The Limits of Standardized Tests for Diagnosing and Assisting Student Learning

 

Standardized tests have historically been used as measures of how students compare with each other (norm-referenced) or how much of a particular curriculum they have learned (criterion-referenced). Increasingly, standardized tests are being used to make major decisions about students, such as grade promotion or high school graduation, and schools. More and more often, they also are intended to shape curriculum and instruction.

Proponents of the expanded uses and consequences of tests claim that newer exams are superior to the flawed exams of the past, measure what is important, and are worth teaching to. These arguments ignore the real-world limits to what standardized tests can usefully do. Repeating such false claims perpetuates test misuse and the dangerous belief that what is worth teaching is that which can be assessed by a standardized test.

Under a new federal law, state assessments of reading and math must be administered for accountability annually in grades 3-8 and once in high schools. The assessments must be based on state content and performance standards; measure higher order thinking; provide useful diagnostic information; and be valid and reliable. While the law does not mandate the use of standardized tests, many states will be inclined administer them to meet the federal law. An examination of each requirement, however, reveals the limits of standardized tests.

Tests are to be based on state standards

State standards are often too long and detailed to ever be taught. Many fail to distinguish what is important from what is unimportant or to separate what all students ought to learn in a subject from what only the most interested might learn. In part because of the level of detail, much of the content in state standards is not assessed by state tests.

Moreover, much of value in state standards cannot be tested with any paper-and-pencil test of a few hours duration. In a high quality education, students conduct science experiments, sole real-world math problems, write research papers, read novels and stories and analyze them, make oral presentations, evaluate and synthesize information from a variety of fields, and apply their learning to new and ill-defined situations. Standardized tests are poor tools for evaluating these important kinds of learning. If instruction focuses on the test, students will not learn these skills, which are needed for success in college and often in life.

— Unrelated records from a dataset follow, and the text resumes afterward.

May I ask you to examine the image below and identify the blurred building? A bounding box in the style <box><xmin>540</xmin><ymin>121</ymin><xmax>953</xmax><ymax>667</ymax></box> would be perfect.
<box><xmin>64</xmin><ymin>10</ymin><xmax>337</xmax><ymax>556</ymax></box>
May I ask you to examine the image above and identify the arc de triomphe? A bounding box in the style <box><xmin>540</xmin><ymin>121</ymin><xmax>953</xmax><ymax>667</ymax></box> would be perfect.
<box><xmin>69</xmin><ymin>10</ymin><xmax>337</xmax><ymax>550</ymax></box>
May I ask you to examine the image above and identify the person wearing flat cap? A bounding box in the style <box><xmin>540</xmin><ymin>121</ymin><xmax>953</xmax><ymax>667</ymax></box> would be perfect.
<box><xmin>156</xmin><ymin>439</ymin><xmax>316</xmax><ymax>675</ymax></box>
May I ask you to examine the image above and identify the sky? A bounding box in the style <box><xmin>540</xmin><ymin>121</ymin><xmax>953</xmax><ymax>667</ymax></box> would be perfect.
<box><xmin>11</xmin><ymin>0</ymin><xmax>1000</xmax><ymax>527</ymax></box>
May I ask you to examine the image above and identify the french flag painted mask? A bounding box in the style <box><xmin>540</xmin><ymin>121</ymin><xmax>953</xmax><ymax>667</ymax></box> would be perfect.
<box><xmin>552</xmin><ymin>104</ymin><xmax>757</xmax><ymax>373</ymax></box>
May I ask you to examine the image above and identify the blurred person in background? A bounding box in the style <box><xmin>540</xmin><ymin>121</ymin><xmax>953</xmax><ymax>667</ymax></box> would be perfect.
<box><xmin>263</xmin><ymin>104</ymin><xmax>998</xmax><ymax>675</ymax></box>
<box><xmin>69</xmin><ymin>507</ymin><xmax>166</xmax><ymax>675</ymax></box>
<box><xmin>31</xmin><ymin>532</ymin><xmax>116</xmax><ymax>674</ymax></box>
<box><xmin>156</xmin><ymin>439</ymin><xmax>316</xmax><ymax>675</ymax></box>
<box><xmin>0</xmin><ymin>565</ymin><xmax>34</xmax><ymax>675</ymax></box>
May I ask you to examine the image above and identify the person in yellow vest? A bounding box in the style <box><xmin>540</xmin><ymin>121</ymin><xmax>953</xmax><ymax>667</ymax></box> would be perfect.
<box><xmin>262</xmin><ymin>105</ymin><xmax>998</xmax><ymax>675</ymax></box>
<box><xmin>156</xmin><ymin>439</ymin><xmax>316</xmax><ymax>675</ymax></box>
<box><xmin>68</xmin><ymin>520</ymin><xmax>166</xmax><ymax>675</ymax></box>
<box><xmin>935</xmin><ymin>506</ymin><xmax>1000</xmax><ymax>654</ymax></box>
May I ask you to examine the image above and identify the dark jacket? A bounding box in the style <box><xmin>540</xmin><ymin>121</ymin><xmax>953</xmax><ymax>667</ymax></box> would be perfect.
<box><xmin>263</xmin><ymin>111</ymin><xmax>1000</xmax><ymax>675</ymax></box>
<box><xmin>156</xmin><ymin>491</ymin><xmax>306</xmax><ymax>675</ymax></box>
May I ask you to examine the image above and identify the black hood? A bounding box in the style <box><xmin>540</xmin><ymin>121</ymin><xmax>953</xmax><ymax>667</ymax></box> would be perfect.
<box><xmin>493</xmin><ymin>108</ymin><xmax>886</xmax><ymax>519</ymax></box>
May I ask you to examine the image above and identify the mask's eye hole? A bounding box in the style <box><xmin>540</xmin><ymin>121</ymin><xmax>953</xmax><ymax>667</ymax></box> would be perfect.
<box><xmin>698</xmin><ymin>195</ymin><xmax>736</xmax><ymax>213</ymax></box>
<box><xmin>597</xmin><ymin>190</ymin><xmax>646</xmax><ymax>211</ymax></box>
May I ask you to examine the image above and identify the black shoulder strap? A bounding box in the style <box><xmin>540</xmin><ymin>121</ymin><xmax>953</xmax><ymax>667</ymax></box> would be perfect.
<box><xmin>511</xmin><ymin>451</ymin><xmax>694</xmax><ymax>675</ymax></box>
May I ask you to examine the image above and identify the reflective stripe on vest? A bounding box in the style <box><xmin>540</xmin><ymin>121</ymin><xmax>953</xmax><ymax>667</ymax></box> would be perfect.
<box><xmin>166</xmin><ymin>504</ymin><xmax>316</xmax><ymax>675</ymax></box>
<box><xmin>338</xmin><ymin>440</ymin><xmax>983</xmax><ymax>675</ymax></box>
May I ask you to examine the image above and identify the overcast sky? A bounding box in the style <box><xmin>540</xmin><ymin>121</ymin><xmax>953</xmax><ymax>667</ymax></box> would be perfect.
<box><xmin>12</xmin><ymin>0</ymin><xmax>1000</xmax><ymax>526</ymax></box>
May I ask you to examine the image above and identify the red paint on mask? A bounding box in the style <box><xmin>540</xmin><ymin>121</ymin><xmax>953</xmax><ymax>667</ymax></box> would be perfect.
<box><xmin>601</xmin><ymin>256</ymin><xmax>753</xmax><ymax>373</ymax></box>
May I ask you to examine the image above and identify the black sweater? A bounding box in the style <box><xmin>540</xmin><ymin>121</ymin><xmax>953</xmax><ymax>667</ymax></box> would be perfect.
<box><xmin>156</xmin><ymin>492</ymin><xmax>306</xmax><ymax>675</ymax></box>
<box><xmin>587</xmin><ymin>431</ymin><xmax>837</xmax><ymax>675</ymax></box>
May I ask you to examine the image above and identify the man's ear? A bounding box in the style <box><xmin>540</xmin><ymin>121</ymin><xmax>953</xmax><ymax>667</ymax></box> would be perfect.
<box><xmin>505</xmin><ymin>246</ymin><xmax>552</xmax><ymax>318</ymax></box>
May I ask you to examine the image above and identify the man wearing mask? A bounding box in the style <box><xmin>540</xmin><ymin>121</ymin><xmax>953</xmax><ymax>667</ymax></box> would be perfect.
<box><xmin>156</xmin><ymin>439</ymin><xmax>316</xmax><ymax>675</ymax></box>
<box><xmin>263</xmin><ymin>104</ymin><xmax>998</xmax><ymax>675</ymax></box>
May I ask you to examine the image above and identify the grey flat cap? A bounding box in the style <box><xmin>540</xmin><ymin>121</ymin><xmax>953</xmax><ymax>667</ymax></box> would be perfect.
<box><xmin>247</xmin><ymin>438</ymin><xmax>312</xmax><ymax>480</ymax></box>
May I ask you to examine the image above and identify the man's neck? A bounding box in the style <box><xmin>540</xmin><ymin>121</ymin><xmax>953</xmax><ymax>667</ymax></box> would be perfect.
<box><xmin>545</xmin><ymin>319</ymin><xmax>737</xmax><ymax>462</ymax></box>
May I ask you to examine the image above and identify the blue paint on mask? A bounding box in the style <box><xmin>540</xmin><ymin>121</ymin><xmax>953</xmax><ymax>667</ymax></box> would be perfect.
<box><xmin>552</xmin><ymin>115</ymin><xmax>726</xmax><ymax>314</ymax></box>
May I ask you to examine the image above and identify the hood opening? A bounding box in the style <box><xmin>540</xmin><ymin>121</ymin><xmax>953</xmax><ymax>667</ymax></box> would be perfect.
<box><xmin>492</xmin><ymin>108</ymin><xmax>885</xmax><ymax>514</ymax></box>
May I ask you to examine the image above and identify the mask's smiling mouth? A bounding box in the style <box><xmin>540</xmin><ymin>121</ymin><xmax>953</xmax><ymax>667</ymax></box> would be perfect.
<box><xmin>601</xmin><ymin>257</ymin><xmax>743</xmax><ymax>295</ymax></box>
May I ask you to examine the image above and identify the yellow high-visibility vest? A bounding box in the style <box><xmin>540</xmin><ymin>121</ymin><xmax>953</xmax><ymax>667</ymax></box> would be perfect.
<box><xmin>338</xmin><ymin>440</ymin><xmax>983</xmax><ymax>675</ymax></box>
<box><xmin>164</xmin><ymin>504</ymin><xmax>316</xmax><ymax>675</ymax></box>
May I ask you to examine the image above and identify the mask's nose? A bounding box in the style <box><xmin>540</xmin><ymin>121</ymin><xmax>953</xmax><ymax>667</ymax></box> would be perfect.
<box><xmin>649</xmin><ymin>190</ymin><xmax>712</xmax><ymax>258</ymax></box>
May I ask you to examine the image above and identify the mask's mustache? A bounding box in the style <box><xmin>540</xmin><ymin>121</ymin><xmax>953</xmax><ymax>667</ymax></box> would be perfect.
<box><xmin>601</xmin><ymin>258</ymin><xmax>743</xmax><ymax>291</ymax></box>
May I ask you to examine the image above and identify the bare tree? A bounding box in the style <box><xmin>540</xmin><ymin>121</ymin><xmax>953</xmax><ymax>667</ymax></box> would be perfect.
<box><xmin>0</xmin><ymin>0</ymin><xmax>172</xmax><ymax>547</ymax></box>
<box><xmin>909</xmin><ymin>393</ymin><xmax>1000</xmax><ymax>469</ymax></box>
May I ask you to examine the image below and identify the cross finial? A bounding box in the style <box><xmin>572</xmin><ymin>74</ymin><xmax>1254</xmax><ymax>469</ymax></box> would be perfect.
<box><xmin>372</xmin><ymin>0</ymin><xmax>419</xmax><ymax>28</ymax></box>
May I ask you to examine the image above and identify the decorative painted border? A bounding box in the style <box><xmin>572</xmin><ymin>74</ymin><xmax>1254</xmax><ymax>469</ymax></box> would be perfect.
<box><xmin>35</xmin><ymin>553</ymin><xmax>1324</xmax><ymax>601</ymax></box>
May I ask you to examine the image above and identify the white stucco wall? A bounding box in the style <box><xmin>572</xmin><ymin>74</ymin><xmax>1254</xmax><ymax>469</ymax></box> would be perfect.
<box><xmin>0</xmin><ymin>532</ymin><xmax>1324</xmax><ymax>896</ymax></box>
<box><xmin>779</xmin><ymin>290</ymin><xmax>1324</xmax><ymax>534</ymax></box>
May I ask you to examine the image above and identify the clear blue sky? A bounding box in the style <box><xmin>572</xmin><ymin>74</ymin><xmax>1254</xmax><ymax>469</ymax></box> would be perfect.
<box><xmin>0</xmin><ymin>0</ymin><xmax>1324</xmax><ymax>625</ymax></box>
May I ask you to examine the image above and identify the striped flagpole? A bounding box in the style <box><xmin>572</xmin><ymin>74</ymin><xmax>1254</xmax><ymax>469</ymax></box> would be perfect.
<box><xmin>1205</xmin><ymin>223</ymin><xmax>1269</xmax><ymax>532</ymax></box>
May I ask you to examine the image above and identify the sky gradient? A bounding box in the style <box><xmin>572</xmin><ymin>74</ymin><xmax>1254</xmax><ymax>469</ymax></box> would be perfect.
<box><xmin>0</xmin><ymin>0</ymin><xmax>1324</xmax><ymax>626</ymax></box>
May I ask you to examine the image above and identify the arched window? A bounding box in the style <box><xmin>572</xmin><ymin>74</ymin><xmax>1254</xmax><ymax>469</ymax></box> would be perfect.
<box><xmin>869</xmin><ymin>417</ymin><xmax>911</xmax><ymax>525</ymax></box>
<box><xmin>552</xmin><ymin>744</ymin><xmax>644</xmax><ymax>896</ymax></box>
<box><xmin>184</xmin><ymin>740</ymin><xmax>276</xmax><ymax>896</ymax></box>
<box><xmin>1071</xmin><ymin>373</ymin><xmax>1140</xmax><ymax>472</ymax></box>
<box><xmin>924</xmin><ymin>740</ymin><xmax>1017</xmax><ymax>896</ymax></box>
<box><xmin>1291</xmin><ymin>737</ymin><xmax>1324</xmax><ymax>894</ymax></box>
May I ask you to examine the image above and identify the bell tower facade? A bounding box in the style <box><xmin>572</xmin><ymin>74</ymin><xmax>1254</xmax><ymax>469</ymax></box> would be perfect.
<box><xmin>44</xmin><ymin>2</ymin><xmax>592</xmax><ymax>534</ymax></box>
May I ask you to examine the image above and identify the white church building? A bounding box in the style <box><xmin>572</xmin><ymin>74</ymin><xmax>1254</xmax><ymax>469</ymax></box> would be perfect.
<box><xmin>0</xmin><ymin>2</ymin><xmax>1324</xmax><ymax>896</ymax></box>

Measure higher-order thinking

Standardized exams offer few opportunities to display the attributes of higher-order thinking, such as analysis, synthesis, evaluation, and creativity. Higher order thinking is encouraged and revealed by in-depth and extended work, not by one-shot tests.

Provide useful diagnostic information

Assessments of educational strengths and weaknesses can be useful at the individual, classroom, school or district levels. However, information needs to be sufficiently timely, accurate, meaningful, detailed and comprehensive for the kind of diagnosis being made. The lengthy turn-around time for scoring most standardized tests makes them nearly useless for helping a particular individual, though the information might be of some value to teachers and schools for longer-range planning.

In addition, standardized tests usually include only a few questions on any particular topic. This is too little information to produce accurate, comprehensive or detailed results. Many topics in state standards are not addressed at all in state exams, so the tests provide no diagnostic information about them.

Diagnosis suggests the use of "formative" assessment – assessments that can help a teacher and student know what to do next. Standardized tests administered at the end of the year – "summative assessment" – cannot possible meet this need. Sound diagnostic practices also include understanding why a student is having difficulty or success and determining appropriate action. As snapshots with limited information, standardized tests provide neither an answer to "why" nor little guidance for successful instruction.

Be valid and reliable

Test validity, experts explain, resides in the inferences drawn from assessment results and the consequences of their uses. Relying solely on scores from one test to determine success or progress in broad areas such as reading or math is likely to lead to incorrect inferences and then to actions that are ineffective or even harmful. For these and other reasons, the standards of the testing profession call for using multiple measures for informing major decisions – as does the ESEA legislation.

Reliability, or consistency of information, is sometimes treated as the most important aspect of testing. However, consistent information about too narrow a range of topics, skills or knowledge cannot provide adequate information for credible decisions: a doctor needs more than just reliable blood pressure results to treat a patient. Well-designed classroom-based assessments can provide richer, consistent information that enhances validity, diagnostic capacity, and the ability to assess progress toward meaningful standards.

Conclusion

When standardized tests are the primary factor in accountability, the temptation is to use the tests to define curriculum and focus instruction. What is not tested is not taught, and what is taught does not include higher-order learning. How the subject is tested becomes a model for how to teach the subject. At the extreme, school becomes a test prep program – and this extreme already exists.

It is of course possible to use a standardized test and not let its limits control curriculum and instruction. However, this can result in a school putting itself at risk for producing lower test scores. It also means parents and the community are not informed systematically about the non-tested areas, unless the school or district makes a great effort.

To improve learning and provide meaningful accountability, schools and districts cannot rely solely on standardized tests. The inherent limits of the instruments allow them only to generate information that is inadequate in both breadth and depth. Thus, states, districts and schools must find ways to strengthen classroom assessments and to use the information that comes from these richer measures to inform the public.